May 21, 2025 Jordan Ruimy

Here’s a film playing at Cannes that’s not been getting nearly enough attention, but it’ll be worth seeking out when it gets released later this year.

Michael Angelo Covino’s “Splitsville,” playing out of competition, has been getting some well-deserved positive ink from critics, including Deadline, THR, and IndieWire.

This is a film that sneaks up on you. What begins as a quiet unraveling of a marriage evolves into something far more nuanced, funny, and tender. It’s only his second feature, following “The Climb,” but it’s clear that Covino hasn’t just grown more confident—he’s grown more curious.

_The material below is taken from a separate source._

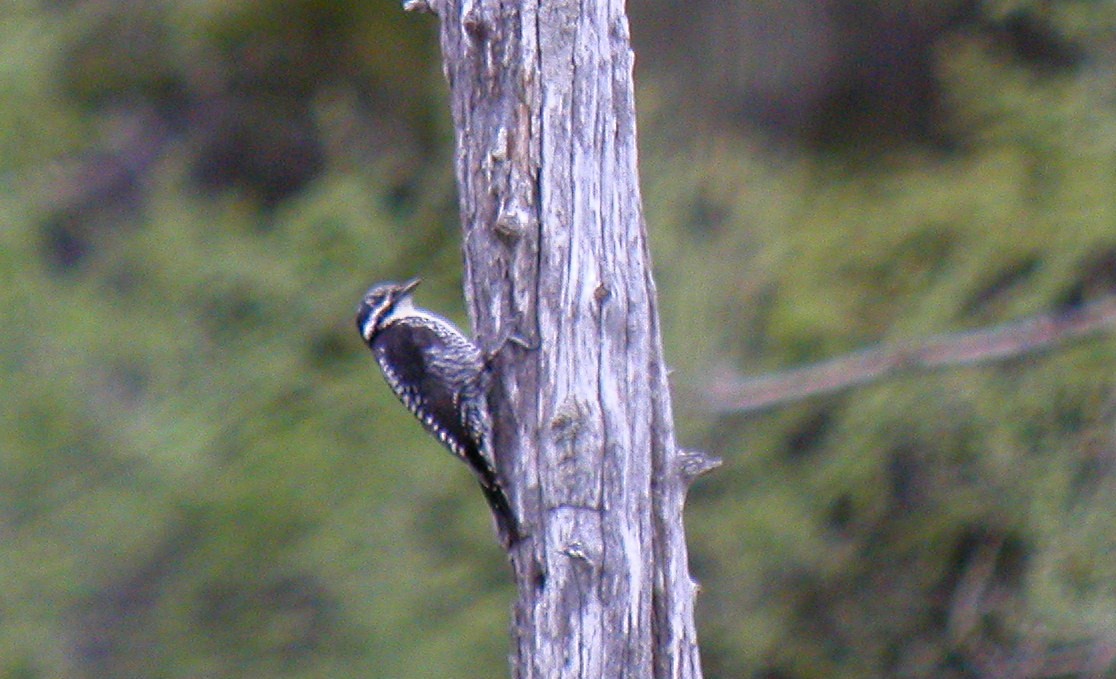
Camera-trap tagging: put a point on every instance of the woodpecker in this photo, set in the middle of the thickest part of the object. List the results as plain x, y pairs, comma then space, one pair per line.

The film opens with Carey (Kyle Marvin), blindsided by a divorce request from his wife, Ashley (Adria Arjona). He turns, dazed and uncertain, to his longtime friends Julie (Dakota Johnson) and Paul (Covino himself), only to find their seemingly stable relationship is built on the shifting sands of an open marriage. What follows isn’t a broad comedy or a melodrama, but something in between: a visually intelligent comedy about what it means to love—and to be lost—in the modern age.

“Splitsville” is, above all, a film that looks like a film. Shot entirely on 35mm, its textured visuals lend the story a richness that digital often lacks. Covino favors plenty of long takes, patient blocking, and a camera that moves with the rhythm of its characters.

Once Paul misguidingly reveals to Carey that he slept with Ashley, an over the top fight scene—absurd, hilarious— emerges that plays like a Buster Keaton bit reimagined through the lens of emotional desperation. It’s one of the best comedic set pieces in recent memory.

Like “The Climb,” this film is as much about friendship as it is about romance. The chemistry between Marvin and Covino is as effortless as ever, grounded in years of collaboration. Arjona, coming off “Hit Man,” brings a quiet complexity to Ashley, never letting the character become a symbol or a villain. And Johnson, whom I adore, with her dry wit and understated charm, once again proves she can command the screen.

What makes “Splitsville” linger, though, is its refusal to pass judgment. Open relationships, emotional misfires, hidden insecurities—it presents them not as punchlines or cautionary tales, but as human conditions.

Covino and Marvin have made a film that balances the comedic with the profound, the visually daring with the emotionally grounded. In “Splitsville,” they aren’t just telling a story. They’re inviting us to look a little closer—to laugh, yes, but also to feel.